In my last post, I picked up Dr. Paul Trafford’s idea for a $100 PDA, and he was gracious enough to add his comment:
Your thoughts on a $100 One-PDA-A-Learner are very welcome. Many thanks for picking this up. My musings on OxPDA are now more than 2 years old and since then connectivity has improved a lot, so my wishes should probably be revised.
An affordable Linux-based PDA sounds a good candidate, but brand new equipment always comes at a considerable premium. If it is to work I think it is important to bring in experiences from a broad range of initiatives, each of which can contribute at least some lessons. One project that offered much promise a few years ago was the Simputer, but it didn’t prove as cost-effective as hoped.
I’d be ecstatic to see Paul’s revised thoughts on what a $100 PDA might incorporate today, given advancements in technology in the last two years.

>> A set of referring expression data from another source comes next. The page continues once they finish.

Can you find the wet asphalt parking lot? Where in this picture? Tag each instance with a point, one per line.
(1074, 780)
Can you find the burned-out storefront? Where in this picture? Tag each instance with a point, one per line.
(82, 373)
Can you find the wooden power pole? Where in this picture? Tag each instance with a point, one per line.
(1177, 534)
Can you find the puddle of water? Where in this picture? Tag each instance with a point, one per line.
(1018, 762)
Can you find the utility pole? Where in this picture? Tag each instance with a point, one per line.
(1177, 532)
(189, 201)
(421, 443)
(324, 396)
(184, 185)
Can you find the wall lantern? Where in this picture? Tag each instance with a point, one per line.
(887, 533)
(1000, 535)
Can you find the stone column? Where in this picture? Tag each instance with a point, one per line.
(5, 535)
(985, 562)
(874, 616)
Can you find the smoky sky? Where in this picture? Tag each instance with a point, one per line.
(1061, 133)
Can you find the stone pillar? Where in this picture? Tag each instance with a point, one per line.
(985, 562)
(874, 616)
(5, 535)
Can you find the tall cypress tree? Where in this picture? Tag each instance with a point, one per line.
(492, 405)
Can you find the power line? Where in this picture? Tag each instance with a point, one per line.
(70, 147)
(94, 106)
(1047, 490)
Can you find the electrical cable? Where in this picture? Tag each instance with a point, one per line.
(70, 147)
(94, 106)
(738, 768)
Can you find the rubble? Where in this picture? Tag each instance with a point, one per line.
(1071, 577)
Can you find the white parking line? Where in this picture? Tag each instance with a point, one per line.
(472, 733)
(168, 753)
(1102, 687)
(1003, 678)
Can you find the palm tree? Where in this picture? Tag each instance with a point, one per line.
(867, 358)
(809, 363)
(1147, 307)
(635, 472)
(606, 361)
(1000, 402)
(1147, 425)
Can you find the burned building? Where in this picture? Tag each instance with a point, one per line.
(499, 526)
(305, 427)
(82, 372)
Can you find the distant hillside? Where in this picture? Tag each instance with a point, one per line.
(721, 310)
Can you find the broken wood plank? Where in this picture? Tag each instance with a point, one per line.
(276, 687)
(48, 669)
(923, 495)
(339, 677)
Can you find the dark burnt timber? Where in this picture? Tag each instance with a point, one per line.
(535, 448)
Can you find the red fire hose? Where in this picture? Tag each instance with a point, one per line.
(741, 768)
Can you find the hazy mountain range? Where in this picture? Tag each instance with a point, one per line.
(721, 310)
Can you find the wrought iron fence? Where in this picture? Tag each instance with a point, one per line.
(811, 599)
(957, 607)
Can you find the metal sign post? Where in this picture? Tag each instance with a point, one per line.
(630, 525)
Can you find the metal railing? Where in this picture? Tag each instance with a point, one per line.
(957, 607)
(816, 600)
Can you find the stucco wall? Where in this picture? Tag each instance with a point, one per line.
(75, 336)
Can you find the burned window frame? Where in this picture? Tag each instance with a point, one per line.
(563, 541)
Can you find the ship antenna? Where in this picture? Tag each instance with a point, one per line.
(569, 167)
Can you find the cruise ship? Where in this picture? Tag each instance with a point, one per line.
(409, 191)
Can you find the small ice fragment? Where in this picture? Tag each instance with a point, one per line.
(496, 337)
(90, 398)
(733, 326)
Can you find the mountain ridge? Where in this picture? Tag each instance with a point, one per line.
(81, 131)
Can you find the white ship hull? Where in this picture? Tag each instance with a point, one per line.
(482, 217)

I agree with Paul that brand new equipment generally carries abit of a price tag, but this is often the result of manufacturer, wholesale, and retail markups – a hurdle side-stepped by the creators of the OLPC by controlling their own manufacturing and distribution, rather than purchase a marked-up consumer model. Having control over design and manufacturing also meant the OLPC machines could be designed from the ground up to support pedagogical objectives – rather than the usual consumer entertainment or business objectives.
So… what if we could make this thing from scratch, and cut out the mark-ups? What if the project was run as an open-source platform, enabling its hardware and software to be continuously revised and improved by a community of developers? To inspire ideas about what might one day be, I refer to the Chumby project, (which I’ve previously blogged), an open-source handheld computing platform being developed as a from-scratch device with an expected retail cost of under US$150 – I reckon that would put the actual parts and manufacturing cost around $100.
Because it’s an open source project, all of the Chumby hardware schematics and component lists (indeed, even a blueprint of the PCB and assembly drawing) are freely available to their developer community, as well as the Linux-based OS that it runs. The documentation demonstrates that putting together a $100 handheld device from scratch is highly feasible. The Chumby concept certainly isn’t my idea of an ideal handheld learning device; but it does provide some inspiration for a working model of how such a device might be designed, refined, and implemented.
So… what would *you* like to see in an ideal handheld learning device? Ideally, such a question should be answered in pedagogical, rather than technological, terms, with every bit of incorporated technology in the design underpinned by a set of learning objectives or opportunities it facilitates, and justified on a (educational) return-on-investment basis.